Но ему очень нравилось, когда он мог спокойно посидеть «на задворках». И доставляло истинное удовольствие собирать у себя в кабинете низовой партийный актив. Долго он мог говорить с товарищами обо всем: как работают, что читают, где учатся, как вовлекают в общественную жизнь беспартийных; каковы их материальные и бытовые условия, как дела в семье.
Память работала прекрасно. Он помнил на заводах токарей, слесарей, шлифовщиков, печатников, красильщиков. Без бумажки он называл их фамилии, говорил об их нуждах и заботах.
Бывало следствием разговора с людьми всякое. Как-то пришла работница с жалобой на мужа: пьет, получку домой не носит, а коммунист. Петр в тот же день поехал на завод, нашел выпивоху, увез его после работы с собой, возил его, возил и что-то сказал такое, что перестал человек пить. И жена его потом разводила руками от удивления:
— Ну и человек Петр Иванович! Один раз душу перед ним раскрыла, и гляди-ка: муж трезвехонек, и вся получка дома!
Не оставлял он людей, которые во время чистки партии в 1933 году были переведены из членов партии в кандидаты, из кандидатов в сочувствующие. Он однажды собрал их, чтобы выяснить: не бросили ли их коммунисты, помогают ли им возвратить честной работой высокое звание члена партии?
Как выяснилось, многие сделали для себя правильные выводы, работают с огоньком и партийные организации им помогают. Но нашелся один, который примирился с переводом в кандидаты. Сам не учился и не думал об авангардной роли большевиков на производстве.
Петр в науку другим дерзко отыгрался на нем:
— Фамилия у тебя Гусев. Ты и есть гусь лапчатый, а не кандидат партии! Да разве можно быть среди беспартийных товарищей таким слепым котенком?..
Всю жизнь Смородин был массовиком в самом лучшем значении этого слова.
Выступал он однажды на собрании, где шел разговор о перестройке руководства промышленностью. Большинство директоров поняло задачу правильно, но нашлись и такие, что шли наперекос. Петр сейчас же прибег к аналогии:
— Это как на Васильевском острове.
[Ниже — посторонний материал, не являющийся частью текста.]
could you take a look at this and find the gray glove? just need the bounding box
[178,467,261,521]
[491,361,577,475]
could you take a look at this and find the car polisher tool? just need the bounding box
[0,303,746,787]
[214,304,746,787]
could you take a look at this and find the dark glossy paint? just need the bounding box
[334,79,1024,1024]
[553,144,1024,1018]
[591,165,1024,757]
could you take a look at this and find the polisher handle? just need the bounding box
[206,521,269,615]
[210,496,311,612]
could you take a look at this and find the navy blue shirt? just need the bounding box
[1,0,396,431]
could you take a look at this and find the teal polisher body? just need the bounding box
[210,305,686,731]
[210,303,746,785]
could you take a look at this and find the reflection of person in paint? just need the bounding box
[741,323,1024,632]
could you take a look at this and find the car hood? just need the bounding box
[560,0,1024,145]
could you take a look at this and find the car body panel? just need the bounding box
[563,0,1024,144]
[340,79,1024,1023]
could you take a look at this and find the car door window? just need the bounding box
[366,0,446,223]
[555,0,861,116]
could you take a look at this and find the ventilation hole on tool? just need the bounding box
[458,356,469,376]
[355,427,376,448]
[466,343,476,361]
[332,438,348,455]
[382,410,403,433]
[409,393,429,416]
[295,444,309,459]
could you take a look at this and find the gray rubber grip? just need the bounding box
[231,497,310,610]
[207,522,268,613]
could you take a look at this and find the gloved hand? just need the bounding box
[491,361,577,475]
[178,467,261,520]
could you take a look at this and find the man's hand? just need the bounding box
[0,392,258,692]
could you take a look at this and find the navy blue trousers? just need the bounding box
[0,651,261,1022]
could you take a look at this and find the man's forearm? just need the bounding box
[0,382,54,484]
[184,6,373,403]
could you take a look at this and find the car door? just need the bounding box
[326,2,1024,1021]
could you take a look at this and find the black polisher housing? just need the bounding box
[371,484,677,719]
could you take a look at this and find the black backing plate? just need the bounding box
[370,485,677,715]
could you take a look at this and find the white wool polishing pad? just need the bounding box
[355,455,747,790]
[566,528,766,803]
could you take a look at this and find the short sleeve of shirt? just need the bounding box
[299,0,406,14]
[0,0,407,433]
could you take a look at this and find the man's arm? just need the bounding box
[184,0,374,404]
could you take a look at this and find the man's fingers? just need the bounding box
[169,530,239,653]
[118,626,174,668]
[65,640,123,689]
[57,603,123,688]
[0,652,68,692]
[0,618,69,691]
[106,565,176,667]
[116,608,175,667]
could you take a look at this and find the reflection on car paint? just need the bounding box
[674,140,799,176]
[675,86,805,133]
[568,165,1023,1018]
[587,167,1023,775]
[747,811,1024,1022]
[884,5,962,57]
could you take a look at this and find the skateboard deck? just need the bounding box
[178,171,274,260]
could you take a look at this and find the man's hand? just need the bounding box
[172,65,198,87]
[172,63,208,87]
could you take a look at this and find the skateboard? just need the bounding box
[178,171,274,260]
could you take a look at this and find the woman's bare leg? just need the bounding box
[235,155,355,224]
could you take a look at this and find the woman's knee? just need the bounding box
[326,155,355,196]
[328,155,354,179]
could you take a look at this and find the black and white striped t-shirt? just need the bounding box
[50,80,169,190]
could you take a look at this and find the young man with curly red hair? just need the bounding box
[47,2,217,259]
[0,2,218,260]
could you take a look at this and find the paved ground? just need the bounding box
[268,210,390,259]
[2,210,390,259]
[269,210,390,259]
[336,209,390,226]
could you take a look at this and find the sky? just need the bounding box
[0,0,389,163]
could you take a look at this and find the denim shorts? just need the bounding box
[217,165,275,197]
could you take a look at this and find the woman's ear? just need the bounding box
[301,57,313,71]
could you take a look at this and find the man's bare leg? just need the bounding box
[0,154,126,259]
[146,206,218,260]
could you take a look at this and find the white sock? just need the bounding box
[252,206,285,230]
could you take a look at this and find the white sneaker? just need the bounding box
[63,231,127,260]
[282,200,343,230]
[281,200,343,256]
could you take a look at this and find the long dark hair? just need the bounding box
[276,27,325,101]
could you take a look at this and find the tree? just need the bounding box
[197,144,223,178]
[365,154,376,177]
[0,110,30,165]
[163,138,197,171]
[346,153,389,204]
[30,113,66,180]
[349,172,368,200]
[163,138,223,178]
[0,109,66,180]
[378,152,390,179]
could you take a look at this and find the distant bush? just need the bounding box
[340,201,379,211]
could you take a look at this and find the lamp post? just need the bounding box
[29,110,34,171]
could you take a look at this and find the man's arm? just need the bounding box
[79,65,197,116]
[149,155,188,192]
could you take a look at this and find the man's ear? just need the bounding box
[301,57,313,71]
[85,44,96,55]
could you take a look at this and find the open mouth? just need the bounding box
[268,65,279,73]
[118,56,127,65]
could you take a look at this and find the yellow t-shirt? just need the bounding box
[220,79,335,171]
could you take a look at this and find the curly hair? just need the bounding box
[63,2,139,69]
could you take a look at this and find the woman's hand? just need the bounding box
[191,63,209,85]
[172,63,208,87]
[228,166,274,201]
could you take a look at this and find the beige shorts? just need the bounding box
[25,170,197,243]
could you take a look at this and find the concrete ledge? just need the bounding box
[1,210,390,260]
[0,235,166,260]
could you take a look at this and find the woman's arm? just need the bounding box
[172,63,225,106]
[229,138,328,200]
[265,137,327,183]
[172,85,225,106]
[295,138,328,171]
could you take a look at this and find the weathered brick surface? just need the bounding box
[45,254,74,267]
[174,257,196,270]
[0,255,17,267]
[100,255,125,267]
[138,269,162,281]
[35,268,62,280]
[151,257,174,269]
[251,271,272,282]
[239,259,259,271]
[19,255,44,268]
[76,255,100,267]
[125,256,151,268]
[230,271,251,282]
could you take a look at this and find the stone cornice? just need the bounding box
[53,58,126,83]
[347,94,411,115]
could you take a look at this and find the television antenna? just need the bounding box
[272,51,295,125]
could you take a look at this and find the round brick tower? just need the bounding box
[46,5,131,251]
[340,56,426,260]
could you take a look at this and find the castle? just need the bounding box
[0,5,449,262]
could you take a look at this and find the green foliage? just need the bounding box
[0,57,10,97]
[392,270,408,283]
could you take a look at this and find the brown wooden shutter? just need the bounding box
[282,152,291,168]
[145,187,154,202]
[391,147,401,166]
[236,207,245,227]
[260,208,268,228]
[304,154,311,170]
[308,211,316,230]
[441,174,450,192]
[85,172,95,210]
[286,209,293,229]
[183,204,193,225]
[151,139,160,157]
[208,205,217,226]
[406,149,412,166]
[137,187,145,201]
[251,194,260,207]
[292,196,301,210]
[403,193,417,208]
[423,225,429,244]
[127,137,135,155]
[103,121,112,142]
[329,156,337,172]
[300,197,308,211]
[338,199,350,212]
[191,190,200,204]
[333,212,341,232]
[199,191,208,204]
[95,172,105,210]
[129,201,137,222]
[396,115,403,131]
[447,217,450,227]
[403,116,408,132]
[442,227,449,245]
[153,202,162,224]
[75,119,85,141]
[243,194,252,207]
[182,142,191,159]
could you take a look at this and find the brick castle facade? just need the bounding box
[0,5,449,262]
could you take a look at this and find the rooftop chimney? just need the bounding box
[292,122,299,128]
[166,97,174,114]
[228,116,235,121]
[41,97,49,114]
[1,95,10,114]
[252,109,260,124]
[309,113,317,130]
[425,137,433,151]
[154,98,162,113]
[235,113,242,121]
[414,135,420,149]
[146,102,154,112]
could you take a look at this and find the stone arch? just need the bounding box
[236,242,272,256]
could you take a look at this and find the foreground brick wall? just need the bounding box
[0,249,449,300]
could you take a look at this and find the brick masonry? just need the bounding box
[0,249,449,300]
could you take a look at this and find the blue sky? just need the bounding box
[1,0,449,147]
Там двадцать шесть линий, и все прямые, а двадцать седьмая — Косая!..
Иосиф Гордон, воспоминания которого частично отражены в этой главе, рассказал, как Смородин «перетягивал» его к себе в район, сначала секретарем парткома на заводе имени Карла Маркса, затем членом бюро райкома партии.
Гордон работал инструктором горкома, в орготделе. Петр иногда заходил туда: отдохнуть, побалагурить. И всегда оказывался в центре внимания, но свою линию гнул: подтрунивал над должностью инструктора:
— Так, братцы, если бы мне предоставили свободный выбор профессии, я бы пошел на одну из должностей: лесной объездчик, смотритель маяка. Или… инструктор горкома.
И в шутливых тонах рисовал прелести таких должностей: тишина, покой, никаких заседаний, газетчики не донимают. И — никакой критики!
На всех собраниях он призывал рабочих чаще ходить в театр. Следил за тем, кому на заводах попадают билеты. В те времена билеты закупались за счет фондов предприятия. И предназначались передовикам производства, как скромная культурная премия. Но всякие лентяи в фабкомах, маленькие бюрократы в дирекции отдавали почти половину билетов конторским служащим. Гневен был Смородин, когда узнавал об этом. Ведь даже такая «мелочь», как билет, приобретала политическое значение. И уж после его вмешательства в театры стали ходить только передовые рабочие.
При нем достраивался Выборгский Дом культуры, и он приложил много сил, чтоб ходили туда рабочие с семьями. Он выделил специальное крыло в доме для детей. Пока родители слушали концерты, лекции — научные, о международном положении, о литературе, — перед детьми выступали сказочники, артисты театров и цирка.
Он открыл в доме кафе, где подавали самовар, кофе, вино и пиво. Водка исключалась. Часто он сиживал в кругу старых товарищей, вспоминая о былом и строя планы на будущее…
Самозабвенно любил он литературу. Когда Зинаида Николаевна Немцова переехала в Ленинград и стала работать в недавно открытом втузе на Металлическом заводе, Петр позвонил ей, чтоб она не прозевала подписаться на Стендаля:
— Я уже прочитал его вещи о любви, итальянские очерки. Тебе это будет интересно!
Появилась у него устойчивая привязанность к Пушкину, Лермонтову, Кольцову. А «Холстомера» Толстого он знал наизусть. Читал медленно, шевеля губами, но зрительная память была такой острой, что через несколько недель ясно видел он каждую страницу и немедленно находил нужный текст.
Он всегда призывал рабочих не забывать о выдающихся памятниках русской литературы, читать современные романы, стихи, повести, очерки.